Todo parto é doloroso. Também este que dá origem ao “Novo Homem”  idealizado por Cristo, é acompanhado de sofrimento. Que o digam os profetas e os místicos!

Se a Igreja quiser recuperar a credibilidade perdida, não basta reconhecer que pecou e que errou. Em outras palavras: uma simples conversão moral, por mais sincera que venha a ser, não basta. É preciso pensar numa outra Igreja, mais parecida com a dos Apóstolos de Cristo. Uma Igreja radicada na alma do povo. Uma Igreja tão pobre que possa permitir-se o luxo de dispensar toda e qualquer segurança que não seja a do pobre.

Uma Igreja pobre estaria a salvo de quase todas as tentações a que a Igreja dos papas sucumbiu ao longo de sua história. Rico é aquele que muito tem a perder. Pobre é alguém que não tem nada que lhe possam roubar. Miserável é aquele que precisa roubar para sobreviver.

A pobreza de que estamos falando encontra-se no meio do caminho entre a riqueza e a miséria. É a pobreza de espírito a qual Jesus se refere no Sermão da Montanha. “Felizes os pobres de espírito...” (Lc 6,20). Toda pessoa sensata sabe que possuir mais que o necessário a uma vida confortável costuma gerar mais problemas do que alegrias. Nem o ricaço nem o miserável sabem o que é ser feliz. Ambos dormem mal. Um porque não tem o que comer. O outro porque não sabe como proteger sua fortuna contra a ação pirata do capital especulativo.

In: “A Igreja que eu Amo” Pe. Marcos Bach, sj – Ed. própria.

quarta-feira, 2 de outubro de 2013

A IMPORTÂNCIA DA VIDA DE CADA CRISTÃO

O essencial do testemunho de fé se encontra na vida de cada cristão, em particular. O que acontece na hora do culto ou da celebração eucarística adquire sua autenticidade do modo como os membros da respectiva comunidade vivem a sua fé em Cristo no ambiente social em que estão inseridos. A palavra só será verdadeira se puder circular livremente. A missa é apenas parte do que uma comunidade precisa realizar para colocar-se em dia com suas obrigações missionárias e apostólicas.

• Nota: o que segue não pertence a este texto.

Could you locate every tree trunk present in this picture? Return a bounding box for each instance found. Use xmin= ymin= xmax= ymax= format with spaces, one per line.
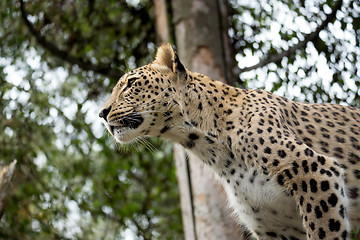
xmin=170 ymin=0 xmax=246 ymax=239
xmin=154 ymin=1 xmax=198 ymax=238
xmin=154 ymin=0 xmax=246 ymax=238
xmin=154 ymin=0 xmax=170 ymax=45
xmin=0 ymin=160 xmax=16 ymax=219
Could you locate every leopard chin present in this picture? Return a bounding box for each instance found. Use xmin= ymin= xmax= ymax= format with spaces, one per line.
xmin=112 ymin=126 xmax=136 ymax=143
xmin=108 ymin=125 xmax=144 ymax=145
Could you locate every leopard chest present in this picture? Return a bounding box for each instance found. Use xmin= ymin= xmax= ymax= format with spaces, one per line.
xmin=183 ymin=132 xmax=306 ymax=238
xmin=219 ymin=166 xmax=306 ymax=239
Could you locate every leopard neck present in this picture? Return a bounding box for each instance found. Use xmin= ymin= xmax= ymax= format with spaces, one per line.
xmin=159 ymin=71 xmax=248 ymax=169
xmin=180 ymin=72 xmax=246 ymax=137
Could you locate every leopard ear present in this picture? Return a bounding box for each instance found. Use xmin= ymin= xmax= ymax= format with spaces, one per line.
xmin=155 ymin=43 xmax=187 ymax=79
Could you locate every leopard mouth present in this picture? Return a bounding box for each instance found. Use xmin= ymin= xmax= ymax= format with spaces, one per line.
xmin=105 ymin=112 xmax=144 ymax=142
xmin=108 ymin=113 xmax=144 ymax=133
xmin=118 ymin=113 xmax=144 ymax=129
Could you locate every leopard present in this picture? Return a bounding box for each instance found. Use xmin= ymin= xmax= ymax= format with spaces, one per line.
xmin=99 ymin=43 xmax=360 ymax=240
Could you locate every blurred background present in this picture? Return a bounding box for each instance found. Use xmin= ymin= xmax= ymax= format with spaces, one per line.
xmin=0 ymin=0 xmax=359 ymax=239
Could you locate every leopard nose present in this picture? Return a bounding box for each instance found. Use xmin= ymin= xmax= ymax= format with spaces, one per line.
xmin=99 ymin=106 xmax=111 ymax=121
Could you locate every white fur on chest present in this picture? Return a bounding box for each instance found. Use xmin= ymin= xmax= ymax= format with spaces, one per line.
xmin=218 ymin=167 xmax=305 ymax=238
xmin=187 ymin=143 xmax=306 ymax=238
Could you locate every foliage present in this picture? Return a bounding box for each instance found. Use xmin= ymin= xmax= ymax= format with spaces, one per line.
xmin=229 ymin=0 xmax=360 ymax=105
xmin=0 ymin=0 xmax=182 ymax=239
xmin=0 ymin=0 xmax=359 ymax=239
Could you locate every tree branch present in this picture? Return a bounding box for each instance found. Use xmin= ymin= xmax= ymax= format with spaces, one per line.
xmin=19 ymin=0 xmax=123 ymax=79
xmin=239 ymin=0 xmax=343 ymax=73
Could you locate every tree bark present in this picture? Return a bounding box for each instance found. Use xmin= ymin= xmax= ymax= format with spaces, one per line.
xmin=154 ymin=1 xmax=197 ymax=238
xmin=0 ymin=160 xmax=17 ymax=219
xmin=154 ymin=0 xmax=170 ymax=44
xmin=155 ymin=0 xmax=246 ymax=238
xmin=171 ymin=0 xmax=246 ymax=239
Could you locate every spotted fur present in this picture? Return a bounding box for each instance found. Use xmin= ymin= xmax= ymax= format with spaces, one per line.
xmin=100 ymin=44 xmax=360 ymax=240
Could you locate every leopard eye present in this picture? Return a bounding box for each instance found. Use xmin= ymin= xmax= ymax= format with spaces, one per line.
xmin=125 ymin=77 xmax=138 ymax=90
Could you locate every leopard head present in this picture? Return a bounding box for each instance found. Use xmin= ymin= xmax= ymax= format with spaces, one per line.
xmin=99 ymin=44 xmax=188 ymax=143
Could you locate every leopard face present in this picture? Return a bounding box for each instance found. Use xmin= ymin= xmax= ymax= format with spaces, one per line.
xmin=99 ymin=44 xmax=187 ymax=143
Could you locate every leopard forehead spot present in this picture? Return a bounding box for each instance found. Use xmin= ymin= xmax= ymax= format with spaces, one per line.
xmin=100 ymin=44 xmax=360 ymax=240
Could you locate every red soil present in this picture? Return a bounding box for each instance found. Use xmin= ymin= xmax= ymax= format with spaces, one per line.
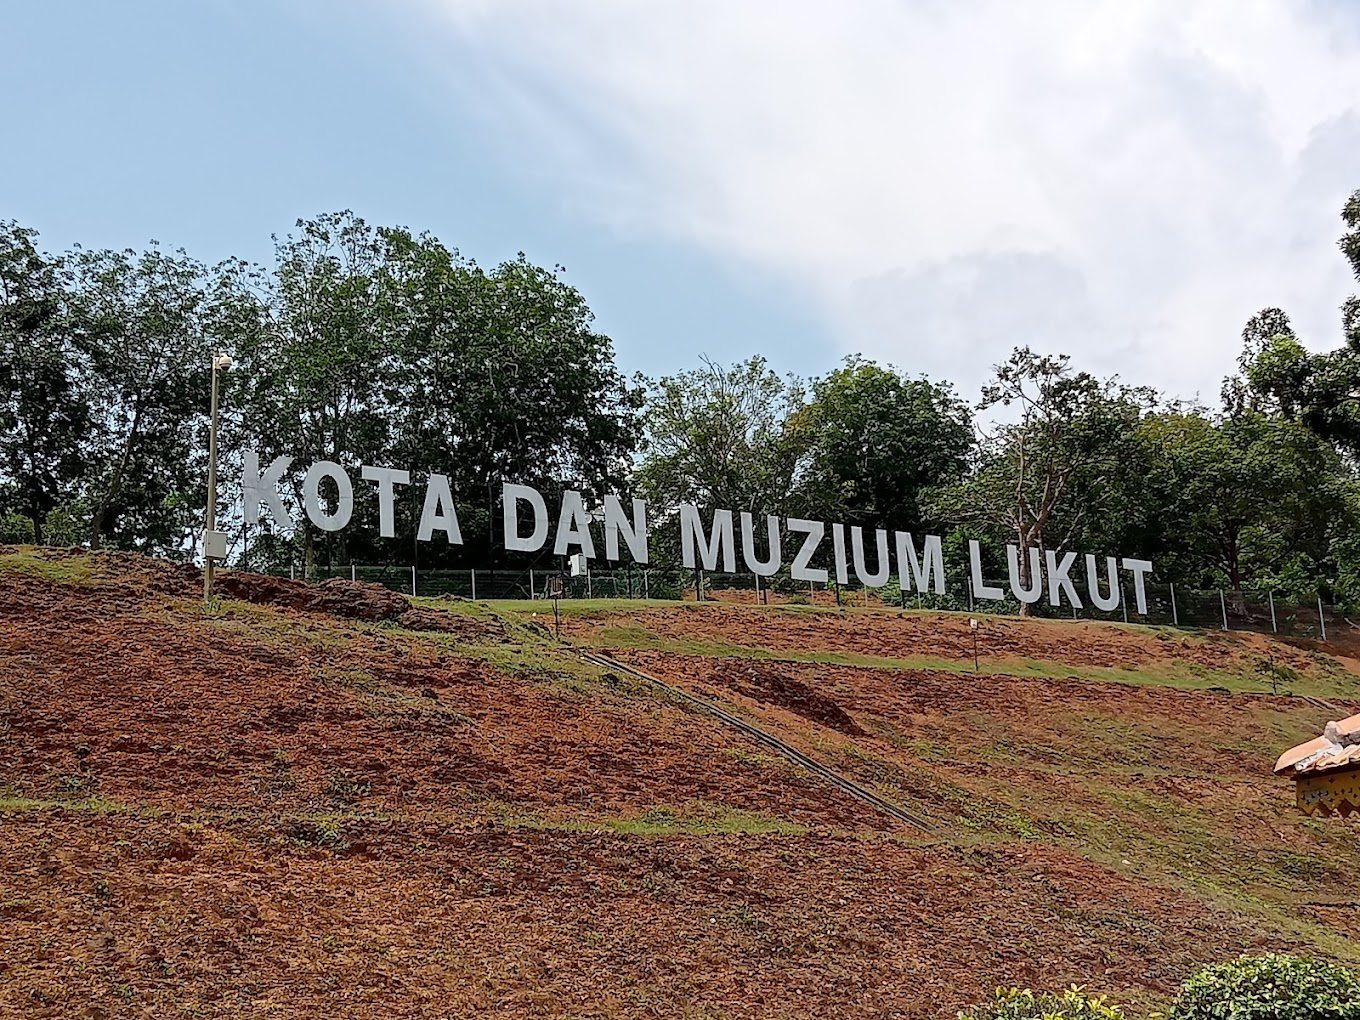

No centro das reflexões não está a Palavra ou as palavras que Jesus pronunciou, mas a própria Vida de Jesus. Menos indicado ainda é aproveitar a hora do culto para transmitir palavras de ordem provenientes de cima e de fora. Quem não participa da vida de uma comunidade exclui-se a si próprio do direito de falar. O direito de falar a uma comunidade ou em suas assembleias depende exclusivamente do grau de compromisso e de solidariedade efetiva de quem pretende ter vez e voz numa Comunidade Cristã. Quem não escuta nem respeita a voz do Povo perde o direito de falar em seu nome. Menos ainda cabe-lhe o direito de falar em nome de Cristo. Também à voz do povo, isto é, à opinião pública, se podem aplicar as palavras de Jesus: “Quem vos ouve a mim ouve, e quem vos despreza, a mim me despreza” (Lc 10,16).

Pastores que fazem caso omisso do modo como suas “ovelhas” vivem sua fé em Cristo só conseguem falar em seu próprio nome e no de mais ninguém. A primeira voz que os membros de uma Comunidade Cristã devem escutar e acatar é a parte do seu próprio interior. Num lugar igualmente participativo encontram-se as vozes provenientes de outras Comunidades de Fé. O contato horizontal entre Comunidades de Fé é vital para a sobrevivência de cada uma delas.

A vitalidade das grandes Igrejas depende da vitalidade das pequenas Comunidades Eclesiais. Na Igreja católica deu-se, ao longo dos séculos, um processo de centralização altamente prejudicial ao bom funcionamento das pequenas Comunidades Eclesiais. O poder central absorve, por completo, a sua autonomia.